Unfortunately, Nikon has discontinued this model, but if you can find one for a decent price used, I can't recommend it enough. All you have to do is feed in a strip of film, choose the frames you want to scan from the thumbnails presented in the software that comes with it, and click the scan button. The files is produces are HUGE, but they are lossless TIFFs, and you can literally see the crystals on the film at 100% zoom. It's nothing short of amazing. Oh, and it comes with a slide adapter, too.

Many flatbed scanners come with negative attachments, but I've found when I use one that it's either very hard to get the strips lined up properly, or there is a slight amount of color aberration at the edges where the film is slightly curved. This is one of those cases where a dedicated tool for the job really is the best.

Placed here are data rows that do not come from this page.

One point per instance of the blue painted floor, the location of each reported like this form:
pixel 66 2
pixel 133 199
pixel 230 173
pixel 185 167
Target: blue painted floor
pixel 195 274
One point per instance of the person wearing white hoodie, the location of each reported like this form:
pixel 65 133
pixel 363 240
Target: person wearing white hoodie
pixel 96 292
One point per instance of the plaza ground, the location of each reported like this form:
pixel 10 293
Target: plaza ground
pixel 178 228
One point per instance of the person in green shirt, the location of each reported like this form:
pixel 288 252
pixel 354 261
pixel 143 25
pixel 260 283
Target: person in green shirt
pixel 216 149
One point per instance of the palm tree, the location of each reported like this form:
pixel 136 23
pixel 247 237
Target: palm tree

As I've been scanning, I've come across some real gems, like this photo of my great-grandmother and I in 1998. We'd just finished a cathedral window quilt that we'd been working on together for a long time. I know I have prints of this picture somewhere, but I can't find them and am very glad to have the negative scanned in now.

NEG00226.jpg

I really, really want to get my Dad's old negatives scanned in, as well. He's got thousands of photos from when my brother and I were growing up, like this sweet photo that my Mom sent a few weeks ago. I don't know how old I was at the time- not even two, maybe? I'd be devastated if photos like this one were destroyed

mom and Lis

I love the comparison Mom made of it to this photo taken on our Bahamas cruise last fall. Please ignore the beach hair and the fact that I look like I'm stoned. I think I'd been snorkeling most of the day. :)

mom and lis again

So the lesson for the day is this- protect your negatives just as you protect your digital photos now. Those negatives, not the prints made from them, are your originals. Scan them in, or have them scanned in (check for reliable services in your local area and avoid mailing negatives if possible), back them up along with all your digital pictures, and then protect the negatives in appropriate storage, just in case. Don't let those little pieces of your history be destroyed, like mine nearly were (and like Darren's actually were).